Pero Juan de la Cruz no es simplemente el hombre del silencio. Casi sin que él lo quiera, siente el impulso de la acción. Ha inventado una técnica que permite al alma elevarse hasta la comprensión de Dios. Enseñará esta técnica y la propagará, arrastrará tras él a la humanidad. Juan de la Cruz es el educador de las almas «principiantes». A las almas reacias, perezosas, las fustiga, las sacude, las maltrata. Les impone, a veces con rudeza, su doctrina de hierro.
¿Y cuál es su doctrina? Hacer el vacío dentro de sí mismo y, con un amor inefable como único viático, lanzarse al espacio espiritual. Ya está el alma en camino. Primero se sumerge en la «noche activa», la del entendimiento y los sentidos. Se destruyen los apetitos físicos, se anulan las facultades intelectuales.
El alma pasa entonces de la meditación a la contemplación. Ya se forzó la puerta estrecha, ya pasó el alma el umbral místico. Mas, detenida apenas a celebrar el final de la liza, se encuentra el alma en otra noche, la segunda, mucho más negra aún que la primera. Es la «noche pasiva». En el instante mismo en que Dios la penetra, el alma siente la impresión de ser abandonada. Este marasmo, esta languidez….

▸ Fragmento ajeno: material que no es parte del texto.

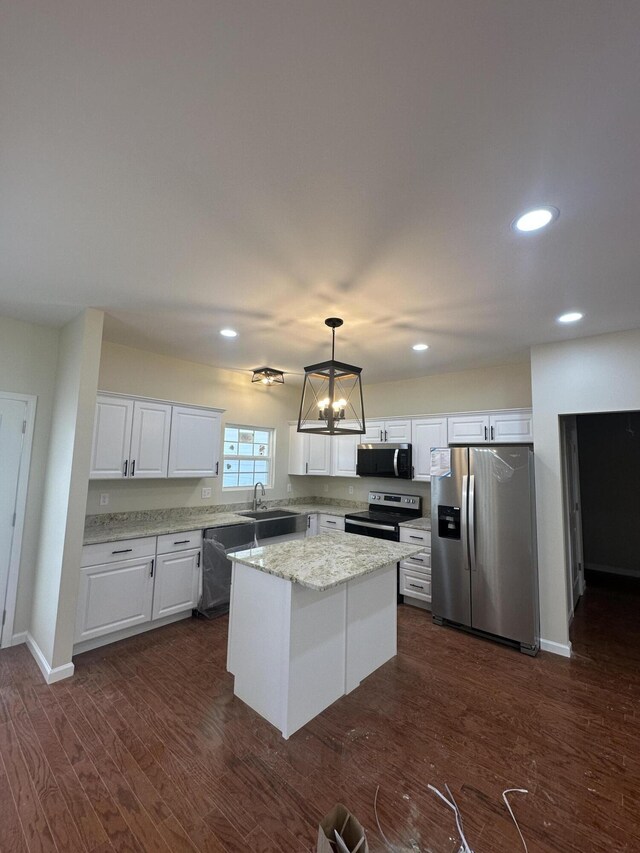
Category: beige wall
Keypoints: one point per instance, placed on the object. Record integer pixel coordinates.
(504, 387)
(131, 371)
(28, 356)
(55, 588)
(596, 374)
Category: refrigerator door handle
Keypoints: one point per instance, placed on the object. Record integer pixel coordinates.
(472, 522)
(463, 523)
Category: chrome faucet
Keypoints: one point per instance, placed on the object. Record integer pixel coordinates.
(255, 494)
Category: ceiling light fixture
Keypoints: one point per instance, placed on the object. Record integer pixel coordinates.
(570, 317)
(268, 376)
(332, 401)
(533, 220)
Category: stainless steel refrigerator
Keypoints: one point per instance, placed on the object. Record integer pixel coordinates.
(483, 544)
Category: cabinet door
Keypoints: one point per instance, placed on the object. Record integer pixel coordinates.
(397, 432)
(427, 433)
(177, 583)
(319, 458)
(468, 429)
(374, 433)
(194, 448)
(511, 427)
(111, 438)
(343, 455)
(150, 440)
(113, 596)
(298, 451)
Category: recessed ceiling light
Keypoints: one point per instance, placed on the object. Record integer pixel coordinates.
(570, 317)
(532, 220)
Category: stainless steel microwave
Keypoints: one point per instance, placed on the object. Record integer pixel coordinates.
(384, 460)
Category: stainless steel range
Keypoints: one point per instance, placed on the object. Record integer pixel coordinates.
(386, 511)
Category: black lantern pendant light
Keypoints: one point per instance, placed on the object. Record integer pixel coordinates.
(332, 401)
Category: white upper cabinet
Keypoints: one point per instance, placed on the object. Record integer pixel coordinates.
(194, 450)
(344, 455)
(492, 428)
(394, 431)
(111, 438)
(468, 429)
(150, 440)
(427, 433)
(144, 439)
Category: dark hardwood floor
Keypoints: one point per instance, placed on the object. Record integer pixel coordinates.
(146, 749)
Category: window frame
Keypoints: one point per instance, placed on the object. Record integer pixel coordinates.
(270, 458)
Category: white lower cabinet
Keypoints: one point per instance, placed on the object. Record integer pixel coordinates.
(177, 585)
(129, 584)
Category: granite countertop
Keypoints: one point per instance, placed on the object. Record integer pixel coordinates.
(327, 560)
(112, 527)
(417, 523)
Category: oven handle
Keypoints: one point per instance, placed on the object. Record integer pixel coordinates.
(370, 525)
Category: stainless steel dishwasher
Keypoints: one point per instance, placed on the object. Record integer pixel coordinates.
(216, 566)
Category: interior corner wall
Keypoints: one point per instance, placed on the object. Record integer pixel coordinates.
(595, 374)
(126, 370)
(65, 490)
(28, 357)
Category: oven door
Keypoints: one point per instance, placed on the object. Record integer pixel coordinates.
(372, 528)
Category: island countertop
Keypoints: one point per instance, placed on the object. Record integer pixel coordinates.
(324, 561)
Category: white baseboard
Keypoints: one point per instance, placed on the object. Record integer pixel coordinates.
(18, 639)
(51, 675)
(562, 649)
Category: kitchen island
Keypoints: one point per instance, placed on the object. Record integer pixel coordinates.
(310, 619)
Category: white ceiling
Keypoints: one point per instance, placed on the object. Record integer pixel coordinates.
(264, 164)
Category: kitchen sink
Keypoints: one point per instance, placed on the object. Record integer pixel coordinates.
(276, 522)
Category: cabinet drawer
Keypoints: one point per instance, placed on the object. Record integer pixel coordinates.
(330, 522)
(418, 562)
(415, 537)
(170, 542)
(415, 584)
(113, 552)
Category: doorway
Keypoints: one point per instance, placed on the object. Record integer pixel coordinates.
(601, 468)
(17, 413)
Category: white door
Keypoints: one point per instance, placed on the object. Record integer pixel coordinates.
(468, 429)
(114, 596)
(344, 455)
(194, 449)
(111, 438)
(319, 460)
(13, 414)
(427, 433)
(150, 440)
(177, 583)
(397, 432)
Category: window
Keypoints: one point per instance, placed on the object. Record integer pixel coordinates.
(248, 457)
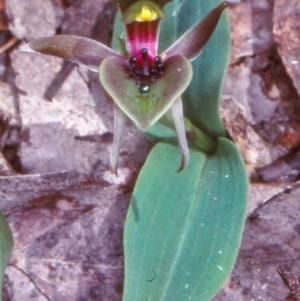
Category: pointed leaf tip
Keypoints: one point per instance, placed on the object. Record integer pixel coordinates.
(192, 42)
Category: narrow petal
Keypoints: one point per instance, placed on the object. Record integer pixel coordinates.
(119, 124)
(141, 35)
(79, 50)
(177, 113)
(144, 103)
(192, 42)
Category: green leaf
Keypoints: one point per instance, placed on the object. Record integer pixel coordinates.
(146, 102)
(6, 243)
(184, 228)
(193, 40)
(201, 99)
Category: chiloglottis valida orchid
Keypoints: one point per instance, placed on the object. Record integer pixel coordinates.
(143, 84)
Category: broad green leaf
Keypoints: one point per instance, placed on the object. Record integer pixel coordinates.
(184, 229)
(146, 102)
(201, 99)
(6, 243)
(193, 40)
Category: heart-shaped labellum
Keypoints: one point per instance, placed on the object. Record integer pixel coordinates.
(144, 100)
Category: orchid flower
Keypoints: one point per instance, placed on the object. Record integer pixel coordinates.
(143, 84)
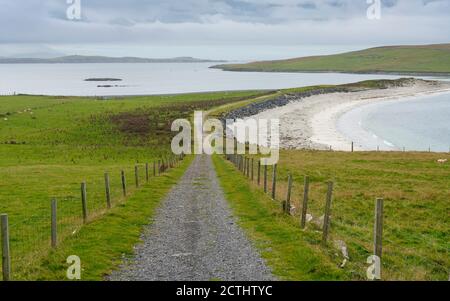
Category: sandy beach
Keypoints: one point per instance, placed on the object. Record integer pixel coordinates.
(311, 122)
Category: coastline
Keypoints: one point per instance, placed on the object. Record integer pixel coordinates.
(312, 122)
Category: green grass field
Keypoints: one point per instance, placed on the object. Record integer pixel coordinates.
(416, 193)
(430, 59)
(49, 145)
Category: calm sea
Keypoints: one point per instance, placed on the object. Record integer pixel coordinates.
(139, 79)
(414, 124)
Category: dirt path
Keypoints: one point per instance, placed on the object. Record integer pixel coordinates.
(194, 236)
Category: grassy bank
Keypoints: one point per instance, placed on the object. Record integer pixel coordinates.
(413, 185)
(277, 237)
(49, 145)
(103, 244)
(427, 59)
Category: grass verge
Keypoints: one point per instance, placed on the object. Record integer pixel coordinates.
(104, 243)
(277, 237)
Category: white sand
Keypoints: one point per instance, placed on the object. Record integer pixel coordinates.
(311, 123)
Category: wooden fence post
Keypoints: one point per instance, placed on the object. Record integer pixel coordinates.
(378, 229)
(305, 202)
(287, 207)
(124, 184)
(252, 171)
(248, 167)
(6, 258)
(265, 178)
(259, 172)
(107, 191)
(84, 201)
(274, 181)
(159, 167)
(54, 237)
(326, 219)
(136, 176)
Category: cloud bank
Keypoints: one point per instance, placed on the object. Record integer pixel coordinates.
(224, 22)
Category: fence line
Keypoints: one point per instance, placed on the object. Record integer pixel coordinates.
(286, 203)
(25, 243)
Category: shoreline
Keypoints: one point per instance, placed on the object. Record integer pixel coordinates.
(442, 75)
(312, 122)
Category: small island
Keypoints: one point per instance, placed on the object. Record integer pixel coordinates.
(103, 79)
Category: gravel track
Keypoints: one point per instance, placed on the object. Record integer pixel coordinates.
(194, 237)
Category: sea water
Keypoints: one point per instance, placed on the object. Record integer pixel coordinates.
(414, 124)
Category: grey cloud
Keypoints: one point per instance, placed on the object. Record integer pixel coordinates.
(224, 21)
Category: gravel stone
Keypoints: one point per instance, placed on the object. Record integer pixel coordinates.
(194, 237)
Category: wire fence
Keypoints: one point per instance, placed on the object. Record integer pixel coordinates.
(361, 232)
(28, 238)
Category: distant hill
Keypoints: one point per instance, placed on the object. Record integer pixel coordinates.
(425, 59)
(80, 59)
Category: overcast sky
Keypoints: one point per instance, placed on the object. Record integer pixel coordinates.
(230, 29)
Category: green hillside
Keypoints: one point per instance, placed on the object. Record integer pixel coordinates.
(427, 59)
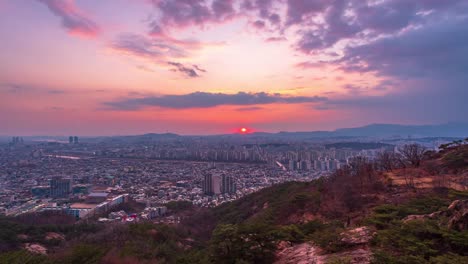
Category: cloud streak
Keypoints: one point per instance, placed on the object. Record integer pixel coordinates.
(208, 100)
(74, 20)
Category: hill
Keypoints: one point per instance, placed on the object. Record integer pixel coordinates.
(361, 214)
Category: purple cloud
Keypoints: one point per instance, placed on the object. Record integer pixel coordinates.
(73, 19)
(208, 100)
(187, 71)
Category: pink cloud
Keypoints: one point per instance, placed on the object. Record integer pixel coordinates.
(73, 19)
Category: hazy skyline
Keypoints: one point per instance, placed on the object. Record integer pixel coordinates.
(88, 67)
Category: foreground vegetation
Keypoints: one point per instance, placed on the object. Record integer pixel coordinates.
(250, 229)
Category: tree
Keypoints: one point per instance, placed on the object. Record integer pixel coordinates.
(387, 160)
(413, 153)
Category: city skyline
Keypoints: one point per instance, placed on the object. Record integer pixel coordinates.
(215, 66)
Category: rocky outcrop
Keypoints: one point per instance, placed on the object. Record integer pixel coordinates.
(35, 248)
(305, 253)
(355, 240)
(457, 215)
(54, 236)
(357, 236)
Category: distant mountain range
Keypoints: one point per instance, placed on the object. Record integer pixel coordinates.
(452, 130)
(387, 130)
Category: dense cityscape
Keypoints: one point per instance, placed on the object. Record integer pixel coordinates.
(90, 177)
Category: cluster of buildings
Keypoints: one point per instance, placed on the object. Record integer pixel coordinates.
(91, 178)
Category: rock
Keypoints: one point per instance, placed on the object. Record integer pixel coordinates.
(356, 256)
(23, 237)
(308, 253)
(357, 236)
(54, 236)
(305, 253)
(458, 215)
(35, 248)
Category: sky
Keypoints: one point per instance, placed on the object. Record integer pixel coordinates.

Hay que volver a empezar, ¡tan cerca ya de la meta! Los enemigos que el alma creía vencidos se van incorporando uno tras otro. La acometen antiguas tentaciones, y de las más inmundas. Dios está lejos, y el alma sin apoyo. ¡El horror del vacío! Y «naide en la montiña». Nada más que los «mugidos espirituales» de esa alma humillada en el silencio de la noche oscura.
Pero ya modulan su cántico patético los preludios del éxtasis. Repique anunciador de los esponsales místicos. El alma se clava como una saeta en la divina presa. Exige y recibe el amor de Dios. Más aún: absorbe a su Señor y se identifica con él. Participa de la Divinidad. Mientras el cuerpo queda inerte, en una confusa aspiración a la muerte, el alma es aspirada por Dios y Dios por el alma.
Juan de la Cruz no quiere decir nada de esa aspiración abisal que consagra la fusión total de Dios y del alma. «Veo claro que no lo tengo de decir y parecería menos si lo dijese.» El viaje solitario del alma hacia un Dios solo, al mismo tiempo que la andadura dialéctica del pensamiento sanjuanista, acaban en una llamarada y en silencio.
El alma, extenuada de gozo, calla. Y el proscrito de Ubeda, que acaba de rimar su último canto en la gloria putrefaciente del otoño andaluz, deja caer la pluma. Apenas se oye su voz, que está muriendo. Mas la «sombra deslumbrante de Dios», como un rayo postrero del sol poniente, envuelve poco a poco al moribundo vestido de sayal. Juan de la Cruz ha terminado su camino. El alma ha llegado.